Salah satu petani yang dimintai keterangan oleh Unit Reskrim Polres Sukabumi, Dadun (58) mengatakan, ia mulai masuk ruangan Reskrim sekitar pukul 09:30 dan keluar pukul 12:30, dia mengaku dicecar kurang lebih 20 pertanyaan oleh penyidik.

"Sekitar kurang lebih 20 pertanyaan yang dilontarkan penyidik. Pertanyaannya seputar lahan yang digarap dan yang lainnya, dari mulai kronologis penggarapan," katanya usai keluar dari ruang penyidik Polres Sukabumi, senin (25/11/2019).

Sementara itu, Ketua DPC Serikat Petani Indonesia (SPI) Sukabumi, Rozak Daud menuturkan konflik agraria masih membayangi petani di Kabupaten Sukabumi karena belum adanya kepastian hak atas tanah. Untuk itu, pemerintah  didesak untuk melaksanakan reforma agraria dan membuat kebijakan yang menjamin hak petani atas lahan pertanian.

"Munculnya konflik agraria umumnya karena banyak petani yang menggarap lahan secara turun-temurun atau lahan timbul, tetapi kemudian lahan itu diambil alih karena tidak bersertifikat. Konflik ini dapat berujung pada kriminalisasi petani," tutur Rozak.

"Banyak petani yang terkendala soal tanah sehingga akhirnya menjadi buruh tani. Selama ini konflik terjadi karena kepemilikan tanah sering kali didominasi perkebunan swasta dan negara," sambungnya.

Pemanggilan petani penggarap Hak Guna Pakai PT. Salak Utama Kalapanunggal hari ini adalah bagian dari bentuk kriminalisasi terhadap petani, walaupun sifatnya biasa untuk klarifikasi, tetapi bagi petani kecil adalah bagian dari intimidasi dengan menggunakan pendekatan hukum.
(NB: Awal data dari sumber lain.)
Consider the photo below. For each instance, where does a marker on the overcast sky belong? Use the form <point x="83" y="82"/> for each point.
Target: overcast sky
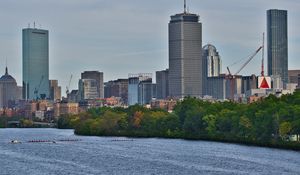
<point x="118" y="37"/>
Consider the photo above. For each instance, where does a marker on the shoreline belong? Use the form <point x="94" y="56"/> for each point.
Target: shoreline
<point x="292" y="146"/>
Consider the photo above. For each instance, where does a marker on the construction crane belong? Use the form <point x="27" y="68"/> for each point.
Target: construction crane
<point x="232" y="77"/>
<point x="67" y="87"/>
<point x="263" y="57"/>
<point x="36" y="89"/>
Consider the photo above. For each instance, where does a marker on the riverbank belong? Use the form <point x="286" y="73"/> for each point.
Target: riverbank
<point x="110" y="155"/>
<point x="295" y="146"/>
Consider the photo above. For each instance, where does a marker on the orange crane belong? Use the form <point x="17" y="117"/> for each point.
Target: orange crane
<point x="67" y="87"/>
<point x="36" y="89"/>
<point x="233" y="77"/>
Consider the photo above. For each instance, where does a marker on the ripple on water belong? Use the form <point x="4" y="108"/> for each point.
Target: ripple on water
<point x="101" y="155"/>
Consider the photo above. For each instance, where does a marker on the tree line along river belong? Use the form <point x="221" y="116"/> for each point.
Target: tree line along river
<point x="71" y="154"/>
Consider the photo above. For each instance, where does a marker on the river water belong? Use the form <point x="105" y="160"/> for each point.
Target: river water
<point x="111" y="155"/>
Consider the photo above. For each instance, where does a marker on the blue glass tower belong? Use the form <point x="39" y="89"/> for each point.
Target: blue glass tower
<point x="35" y="43"/>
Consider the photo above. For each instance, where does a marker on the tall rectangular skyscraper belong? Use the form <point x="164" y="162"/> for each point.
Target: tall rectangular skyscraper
<point x="185" y="59"/>
<point x="98" y="76"/>
<point x="277" y="37"/>
<point x="35" y="51"/>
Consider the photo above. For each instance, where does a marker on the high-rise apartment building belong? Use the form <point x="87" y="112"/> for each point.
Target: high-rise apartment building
<point x="35" y="44"/>
<point x="185" y="56"/>
<point x="87" y="89"/>
<point x="8" y="90"/>
<point x="212" y="59"/>
<point x="98" y="76"/>
<point x="117" y="88"/>
<point x="140" y="88"/>
<point x="277" y="39"/>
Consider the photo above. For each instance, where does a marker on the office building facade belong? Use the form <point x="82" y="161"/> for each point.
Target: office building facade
<point x="117" y="88"/>
<point x="87" y="89"/>
<point x="277" y="40"/>
<point x="137" y="84"/>
<point x="212" y="59"/>
<point x="55" y="90"/>
<point x="8" y="90"/>
<point x="185" y="56"/>
<point x="35" y="51"/>
<point x="98" y="76"/>
<point x="162" y="84"/>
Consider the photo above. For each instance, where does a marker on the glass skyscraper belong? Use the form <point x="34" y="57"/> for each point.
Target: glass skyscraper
<point x="212" y="60"/>
<point x="185" y="59"/>
<point x="35" y="43"/>
<point x="277" y="38"/>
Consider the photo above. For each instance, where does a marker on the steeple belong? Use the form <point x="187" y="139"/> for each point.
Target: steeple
<point x="6" y="71"/>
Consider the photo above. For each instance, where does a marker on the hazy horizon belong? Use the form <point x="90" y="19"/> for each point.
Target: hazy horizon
<point x="131" y="36"/>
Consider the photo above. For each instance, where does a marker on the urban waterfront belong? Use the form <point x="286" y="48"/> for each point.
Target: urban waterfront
<point x="119" y="155"/>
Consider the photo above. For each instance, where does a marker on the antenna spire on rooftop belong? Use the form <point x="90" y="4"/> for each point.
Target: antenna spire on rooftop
<point x="6" y="71"/>
<point x="184" y="6"/>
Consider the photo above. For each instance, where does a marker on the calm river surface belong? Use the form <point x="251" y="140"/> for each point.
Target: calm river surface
<point x="108" y="155"/>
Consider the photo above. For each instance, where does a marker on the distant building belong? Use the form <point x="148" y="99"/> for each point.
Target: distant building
<point x="162" y="84"/>
<point x="98" y="76"/>
<point x="294" y="76"/>
<point x="163" y="104"/>
<point x="139" y="88"/>
<point x="277" y="40"/>
<point x="249" y="82"/>
<point x="65" y="109"/>
<point x="222" y="87"/>
<point x="88" y="89"/>
<point x="186" y="74"/>
<point x="146" y="91"/>
<point x="217" y="87"/>
<point x="73" y="96"/>
<point x="35" y="63"/>
<point x="8" y="90"/>
<point x="117" y="88"/>
<point x="212" y="60"/>
<point x="55" y="90"/>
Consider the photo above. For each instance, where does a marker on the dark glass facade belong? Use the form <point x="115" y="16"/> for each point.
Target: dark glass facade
<point x="277" y="38"/>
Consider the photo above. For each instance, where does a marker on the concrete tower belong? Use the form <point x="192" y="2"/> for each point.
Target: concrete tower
<point x="35" y="63"/>
<point x="277" y="38"/>
<point x="185" y="59"/>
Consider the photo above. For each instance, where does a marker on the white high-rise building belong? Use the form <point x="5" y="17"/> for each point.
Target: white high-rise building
<point x="35" y="63"/>
<point x="212" y="60"/>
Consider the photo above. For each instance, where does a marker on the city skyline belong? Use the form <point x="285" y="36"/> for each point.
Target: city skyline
<point x="93" y="42"/>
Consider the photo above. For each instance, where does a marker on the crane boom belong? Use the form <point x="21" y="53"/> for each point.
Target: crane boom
<point x="263" y="57"/>
<point x="251" y="57"/>
<point x="36" y="90"/>
<point x="67" y="88"/>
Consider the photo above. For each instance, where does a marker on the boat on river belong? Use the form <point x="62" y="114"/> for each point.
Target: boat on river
<point x="15" y="142"/>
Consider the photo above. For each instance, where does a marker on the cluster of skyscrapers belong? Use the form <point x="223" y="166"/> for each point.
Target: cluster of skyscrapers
<point x="193" y="70"/>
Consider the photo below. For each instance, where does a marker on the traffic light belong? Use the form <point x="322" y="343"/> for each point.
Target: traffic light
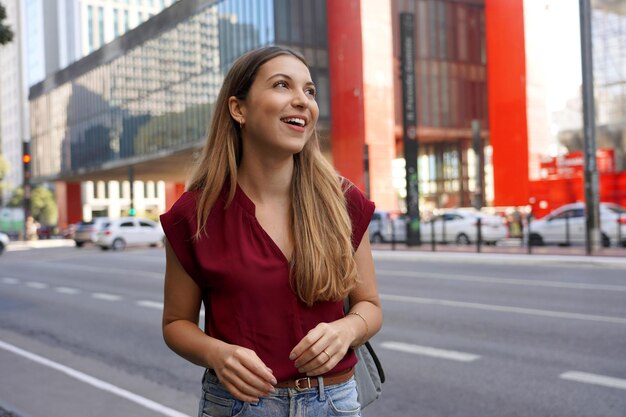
<point x="26" y="160"/>
<point x="27" y="171"/>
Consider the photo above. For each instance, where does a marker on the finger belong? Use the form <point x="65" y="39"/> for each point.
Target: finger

Menurut Rozak Peraturan Pemerintah Pengganti UU Nomor 51/1960 yang digunakan sangat kontroversial dan sudah tidak relevan, karena diberlakukan ketika berdekatan dengan era nasionalisasi aset asing oleh pemerintah dan peristiwa pemberontakan terhadap pemerintah di berbagai daerah. Selain itu, UU ini juga sangat tidak relevan digunakan saat ini di tengah semangat pemerintah untuk menyelasaikan konflik-konflik agraria dan menghentikan krimalisasi perjuangan petani sebagai upaya mempercepat pelaksanaan reforma agraria.

"Pemerintah harus segera mengambil langkah tegas terhadap pihak-pihak yang menghambat percepatan pelaksanaan reforma agraria. Sehingga ke depan tidak ada lagi kriminalisasi yang ditujukan kepada petani sebagai soko guru Bangsa Indonesia," pungkasnya.